Pengembangan sektor sumberdaya air di Kabupaten Ponorogo diarahkan sebagai upaya melakukan pengendalian daya rusak air untuk mencegah, menanggulangi, dan memulihkan kerusakan kualitas lingkungan yang disebabkan oleh daya rusak air. Konservasi sumberdaya air ditujukan untuk menjaga kelangsungan dan keberadaan daya dukung, daya tampung, dan fungsi sumberdaya air, melalui kegiatan perlindungan dan pelestarian sumber air, pengawetan air, serta pengelolaan kualitas air dan pengendalian pencemaran air dengan mengacu pada pola pengelolaan sumberdaya air yang ditetapkan pada setiap wilayah sungai.

Arahan KRP Sektor Sumberdaya Air

Sesuai dengan agenda percepatan pembangunan infrastruktur dan arah pembangunan dan pengembangan sektor Sumber Daya Air dengan sasaran umum terkendalinya keseimbangan lingkungan, meningkatnya kemampuan pemenuhan kebutuhan air baku dan air irigasi, serta pengendalian banjir/kekeringan, maka arahan KRP sektor sumber daya air yang direkomendasikan adalah sebagai berikut :

  1. Arahan kebijakan konservasi kawasan sumberdaya air

Konservasi sumber daya air mutlak dilakukan sebagai upaya memelihara keberadaan serta keberlanjutan sifat dan fungsi sumber daya air agar senantiasa tersedia dalam kuantitas dan kualitas yang memadai bagi pemenuhan kebutuhan yang dapat memberikan manfaat yang sebesar – besarnya terhadap kepentingan masyarakat, baik dalam jangka pendek maupun jangka panjang.. Dalam pengendalian kelestarian kawasan sumber daya air dari kerusakan akibat aktifitas pembukaan dan alih fungsi lahan, perlu dilakukan arahan perencanaan dan program, yang meliputi :

»            Arahan rencana pemulihan kawasan resapan air

–         Rehabilitasi kerusakan disekitar sumber-sumber air dan wilayah rawan longsor, banjir, dan kekeringan,

–         Pengembalian fungsi pada kawasan yang mengalami kerusakan, melalui penanganan secara teknis dan vegetatif

–         Pelestarian dan pengembangan hutan, terutama daerah hulu DAS dengan tanaman keras tegakan tinggi.

»            Arahan rencana pemanfaatan kawasan sekitar resapan air

–         Pengendalian secara ketat (Perda, IMB) dalam penetapan keabadian kawasan resapan air sebagai kawasan yang tidak dapat dialih fungsikan.

–         Pembatasan penggunaan lahan secara langsung untuk bangunan yang tidak berhubungan dengan pelestarian dan konservasi air.

–         Sistem reward dan punishment untuk mengurangi terjadinya alih fungsi lahan dengan sanksi yang tegas.

  1. Arahan kebijakan pengembangan potensi sumberdaya air

Pembangunan infrastruktur baru dan pemeliharaan infrastruktur sumberdaya air yang sudah ada, sangat diperlukan untuk mengembangkan potensi sumber daya air yang selama ini belum terkelola dengan baik, khususnya pada wilayah-wilayah yang memungkinkan dilakukan pembangunan sarana pengairan baru.

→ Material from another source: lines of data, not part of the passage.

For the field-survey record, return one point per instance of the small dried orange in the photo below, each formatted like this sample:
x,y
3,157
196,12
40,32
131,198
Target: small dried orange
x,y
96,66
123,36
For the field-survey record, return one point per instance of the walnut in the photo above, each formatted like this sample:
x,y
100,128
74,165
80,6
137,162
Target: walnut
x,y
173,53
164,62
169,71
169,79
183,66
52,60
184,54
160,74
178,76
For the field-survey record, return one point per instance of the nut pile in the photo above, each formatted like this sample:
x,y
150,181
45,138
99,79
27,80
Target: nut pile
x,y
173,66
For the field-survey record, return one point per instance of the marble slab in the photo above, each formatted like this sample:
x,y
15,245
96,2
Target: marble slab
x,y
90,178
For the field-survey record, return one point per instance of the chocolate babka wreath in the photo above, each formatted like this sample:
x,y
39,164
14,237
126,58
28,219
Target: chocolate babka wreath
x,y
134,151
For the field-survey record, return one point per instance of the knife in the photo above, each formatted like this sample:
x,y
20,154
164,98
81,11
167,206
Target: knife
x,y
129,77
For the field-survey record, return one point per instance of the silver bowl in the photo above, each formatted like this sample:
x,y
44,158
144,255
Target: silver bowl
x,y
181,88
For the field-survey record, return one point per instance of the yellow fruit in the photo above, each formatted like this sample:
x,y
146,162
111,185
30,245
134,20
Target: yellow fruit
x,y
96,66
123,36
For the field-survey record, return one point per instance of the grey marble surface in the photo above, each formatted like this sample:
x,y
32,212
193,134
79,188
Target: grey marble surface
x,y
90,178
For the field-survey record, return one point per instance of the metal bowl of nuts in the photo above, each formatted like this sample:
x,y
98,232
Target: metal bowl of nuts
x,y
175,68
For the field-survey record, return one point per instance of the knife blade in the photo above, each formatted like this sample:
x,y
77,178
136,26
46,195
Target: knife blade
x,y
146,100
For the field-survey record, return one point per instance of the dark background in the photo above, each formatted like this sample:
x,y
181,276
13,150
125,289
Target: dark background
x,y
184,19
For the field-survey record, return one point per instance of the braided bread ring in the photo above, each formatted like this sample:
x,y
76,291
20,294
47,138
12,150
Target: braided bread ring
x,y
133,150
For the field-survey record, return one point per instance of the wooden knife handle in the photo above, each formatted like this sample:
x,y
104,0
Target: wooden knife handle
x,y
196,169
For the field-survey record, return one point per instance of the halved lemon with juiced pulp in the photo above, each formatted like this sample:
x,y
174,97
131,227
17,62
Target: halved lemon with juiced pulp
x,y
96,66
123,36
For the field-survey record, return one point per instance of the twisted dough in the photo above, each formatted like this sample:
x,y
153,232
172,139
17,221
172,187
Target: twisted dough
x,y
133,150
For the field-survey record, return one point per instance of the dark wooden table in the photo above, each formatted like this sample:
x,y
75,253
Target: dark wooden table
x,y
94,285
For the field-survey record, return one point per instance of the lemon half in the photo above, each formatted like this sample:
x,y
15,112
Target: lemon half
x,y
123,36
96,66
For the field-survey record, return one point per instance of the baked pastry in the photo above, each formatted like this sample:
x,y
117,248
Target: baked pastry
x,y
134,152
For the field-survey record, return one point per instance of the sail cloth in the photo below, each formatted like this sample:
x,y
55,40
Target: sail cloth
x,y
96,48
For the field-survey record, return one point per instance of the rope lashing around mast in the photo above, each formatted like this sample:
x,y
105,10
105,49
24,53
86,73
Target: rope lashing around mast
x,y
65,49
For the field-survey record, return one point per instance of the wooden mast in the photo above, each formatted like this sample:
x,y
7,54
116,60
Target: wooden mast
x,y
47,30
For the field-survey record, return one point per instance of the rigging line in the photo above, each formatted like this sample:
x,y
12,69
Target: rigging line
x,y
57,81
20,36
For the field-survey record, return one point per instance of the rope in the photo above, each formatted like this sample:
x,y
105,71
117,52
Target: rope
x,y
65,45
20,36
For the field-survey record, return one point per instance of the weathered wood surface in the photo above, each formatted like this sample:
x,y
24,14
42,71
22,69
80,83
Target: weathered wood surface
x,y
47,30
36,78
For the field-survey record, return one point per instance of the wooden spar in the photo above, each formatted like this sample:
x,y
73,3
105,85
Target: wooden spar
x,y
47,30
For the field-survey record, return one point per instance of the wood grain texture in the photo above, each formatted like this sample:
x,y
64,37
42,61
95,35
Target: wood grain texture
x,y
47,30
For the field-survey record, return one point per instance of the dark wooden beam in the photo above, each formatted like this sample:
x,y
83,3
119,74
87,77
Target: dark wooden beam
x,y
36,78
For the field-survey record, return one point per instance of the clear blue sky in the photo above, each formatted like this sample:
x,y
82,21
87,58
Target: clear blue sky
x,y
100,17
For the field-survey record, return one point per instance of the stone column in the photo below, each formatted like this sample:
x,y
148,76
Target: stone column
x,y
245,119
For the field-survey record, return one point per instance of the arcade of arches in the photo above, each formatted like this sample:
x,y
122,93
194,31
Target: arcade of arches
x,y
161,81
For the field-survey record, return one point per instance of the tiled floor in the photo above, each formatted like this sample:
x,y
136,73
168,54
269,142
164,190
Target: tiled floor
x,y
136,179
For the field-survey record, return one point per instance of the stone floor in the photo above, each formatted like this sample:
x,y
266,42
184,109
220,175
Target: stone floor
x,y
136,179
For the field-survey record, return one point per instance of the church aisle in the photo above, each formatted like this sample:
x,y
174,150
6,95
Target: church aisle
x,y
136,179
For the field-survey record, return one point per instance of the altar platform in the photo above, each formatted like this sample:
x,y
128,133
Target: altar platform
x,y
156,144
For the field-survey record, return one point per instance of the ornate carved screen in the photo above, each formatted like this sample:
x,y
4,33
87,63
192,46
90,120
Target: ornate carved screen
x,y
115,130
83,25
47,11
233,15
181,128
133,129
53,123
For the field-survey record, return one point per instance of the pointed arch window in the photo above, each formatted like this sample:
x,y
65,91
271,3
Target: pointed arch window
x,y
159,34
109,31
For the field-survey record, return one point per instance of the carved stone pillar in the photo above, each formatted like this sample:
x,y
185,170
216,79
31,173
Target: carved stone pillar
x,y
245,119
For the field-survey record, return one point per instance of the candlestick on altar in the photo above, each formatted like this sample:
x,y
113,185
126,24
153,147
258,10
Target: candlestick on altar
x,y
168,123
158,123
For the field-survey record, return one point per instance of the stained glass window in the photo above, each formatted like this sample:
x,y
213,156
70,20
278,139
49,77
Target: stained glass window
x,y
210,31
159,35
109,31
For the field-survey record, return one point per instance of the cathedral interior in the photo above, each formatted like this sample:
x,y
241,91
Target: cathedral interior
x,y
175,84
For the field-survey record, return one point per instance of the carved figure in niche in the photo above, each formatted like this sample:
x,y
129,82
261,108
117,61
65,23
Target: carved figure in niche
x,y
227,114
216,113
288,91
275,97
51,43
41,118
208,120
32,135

Kebijakan pembangunan dan pengembangan infrastruktur ini selain dapat memenuhi kebutuhan air baku, juga akan meningkatkan tingkat produktifitas pertanian dengan ketersedian air irigasi yang cukup yang pada gilirannya akan meningkatkan perekonomian dan perkembangan wilayah. Dalam pelaksanaan kebijakan pengembangan sarana potensi sumber daya air, perlu disusun suatu arahan perencanaan dan program, yang meliputi :

»            Arahan rencana optimalisasi dan pengembangan sumber daya air

–         Pembangunan embung/dam penyimpan air

–         Rehabilitasi embung/dam yang sudah ada

–         Pembangunan jaringan irigasi baru dan rehabilitasi jaringan irigasi yang telah ada

–         Pelestarian dan pengamanan kawasan waduk dan Daerah Aliran Sungai (rehabilitasi, operasi, dan pemeliharaan)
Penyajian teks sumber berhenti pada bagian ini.